Normally, general unsecured creditors fall well down the ladder of classes entitled to payment from a bankrupt debtor’s estate. Under the Bankruptcy Code, secured creditors, administrative claimants, and all priority unsecured creditors must be paid in full before unsecured creditors are entitled to any distribution. Section 503(b)(9) of the Bankruptcy Code allows unsecured trade creditors to jump up the distribution ladder in certain situations. Under section 503(b)(9), creditors that provided goods to the debtor during the 20 days prior to the commencement of the debtor’s bankruptcy case are allowed to submit an application to recover the value of the goods provided to the debtor during that time period, so long as the goods were provided by the creditor in the ordinary course of business. If the application is granted, the creditor receives an administrative claim in the amount of the goods provided during the 20 days before the commencement of the case. As noted above, administrative claims are paid before any other unsecured claims, thereby increasing a trade creditor’s likely distribution.
In addition to increasing a trade creditor’s likely recovery, 503(b)(9) claimants are also generally paid prior to general unsecured creditors. Although 503(b)(9) claims do not have to be paid immediately, they must, at the very latest, be paid in full on the effective date of the applicable plan of reorganization in a Chapter 11 case. In the vast majority of cases, the effective date of a plan is significantly in advance of distributions to other unsecured creditors seeking payment through the general claims administration process. Accordingly, creditors should prioritize the filing of their 503(b)(9) claims in order to expedite a portion of their possible recovery.
It is important to note that Section 503(b)(9) claims are limited to claims for “goods” sold. The term “goods” is not defined by the Bankruptcy Code. Courts therefore generally rely on the definition of goods found in the Uniform Commercial Code (“UCC”). According to section 1-203(k) of the UCC, the definition of goods includes:
[A]ll things (including specially manufactured goods) which are movable at the time of identification to the contract for sale other than the money in which the price is to be paid, investment securities (Article 8) and things in action. “Goods” also includes the unborn young of animals and growing crops and other identified things attached to realty as described in the section on goods to be severed from realty.
The UCC definition of goods is not, however, without ambiguity. Debates remain as to whether certain items, such as electricity, constitute “goods.” Further, courts are split on how to pay 503(b)(9) claims when a creditor seeks payment for a combination of goods and services provided to a debtor. Even so, most trade creditors that supplied products to a debtor within the requisite time period will be eligible for a 503(b)(9) claim. In order to preserve their claims, trade creditors should submit 503(b)(9) claims in an expeditious manner.

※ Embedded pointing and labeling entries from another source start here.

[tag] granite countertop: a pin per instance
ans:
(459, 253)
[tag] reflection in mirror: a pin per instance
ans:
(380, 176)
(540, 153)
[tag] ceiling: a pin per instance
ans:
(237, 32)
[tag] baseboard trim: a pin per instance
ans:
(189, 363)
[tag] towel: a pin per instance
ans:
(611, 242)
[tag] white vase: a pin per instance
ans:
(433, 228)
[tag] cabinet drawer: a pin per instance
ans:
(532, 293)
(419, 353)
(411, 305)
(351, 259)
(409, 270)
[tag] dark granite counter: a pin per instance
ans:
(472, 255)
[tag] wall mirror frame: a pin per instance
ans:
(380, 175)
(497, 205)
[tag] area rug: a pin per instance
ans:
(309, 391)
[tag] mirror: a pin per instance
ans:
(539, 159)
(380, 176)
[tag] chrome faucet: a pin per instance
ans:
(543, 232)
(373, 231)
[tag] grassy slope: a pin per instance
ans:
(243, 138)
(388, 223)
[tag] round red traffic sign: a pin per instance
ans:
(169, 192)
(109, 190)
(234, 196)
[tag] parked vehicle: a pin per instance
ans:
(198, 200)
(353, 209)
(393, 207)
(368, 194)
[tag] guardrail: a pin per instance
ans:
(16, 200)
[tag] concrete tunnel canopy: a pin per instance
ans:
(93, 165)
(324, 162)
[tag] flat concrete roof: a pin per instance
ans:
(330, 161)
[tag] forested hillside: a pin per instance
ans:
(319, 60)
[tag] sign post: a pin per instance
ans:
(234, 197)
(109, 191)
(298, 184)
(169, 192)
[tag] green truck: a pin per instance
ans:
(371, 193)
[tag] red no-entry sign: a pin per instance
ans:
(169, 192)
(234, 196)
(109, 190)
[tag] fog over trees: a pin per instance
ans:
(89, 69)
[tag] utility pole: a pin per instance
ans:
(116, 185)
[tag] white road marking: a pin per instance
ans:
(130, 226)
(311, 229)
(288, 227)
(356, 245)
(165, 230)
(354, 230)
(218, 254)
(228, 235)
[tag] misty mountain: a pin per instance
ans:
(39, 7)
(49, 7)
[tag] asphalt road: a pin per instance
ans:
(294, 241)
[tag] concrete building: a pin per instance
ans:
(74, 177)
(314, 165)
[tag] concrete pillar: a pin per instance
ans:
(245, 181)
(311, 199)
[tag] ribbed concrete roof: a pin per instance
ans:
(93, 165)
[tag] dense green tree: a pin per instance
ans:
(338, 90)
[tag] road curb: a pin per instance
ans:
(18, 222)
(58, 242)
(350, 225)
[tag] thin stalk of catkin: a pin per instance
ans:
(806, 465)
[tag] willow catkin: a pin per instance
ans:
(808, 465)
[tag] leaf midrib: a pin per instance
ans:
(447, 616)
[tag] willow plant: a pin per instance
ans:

The Bankruptcy Code does not specifically state when an administrative claim must be filed. Generally, administrative claims under section 503(b)(9) must simply be “timely,” if a specific deadline for such claims has not been set by local rules or a court’s scheduling order. If a creditor’s administrative claim is untimely, the creditor must show “cause” for why its claim should be granted. Creditors should, as a default rule, consider filing their administrative claims early in a bankruptcy case, if at all possible. Doing so will ensure the creditor obtains the benefits of priority status, without having to engage in potentially costly hearings to prove “cause” for why its claim should be allowed.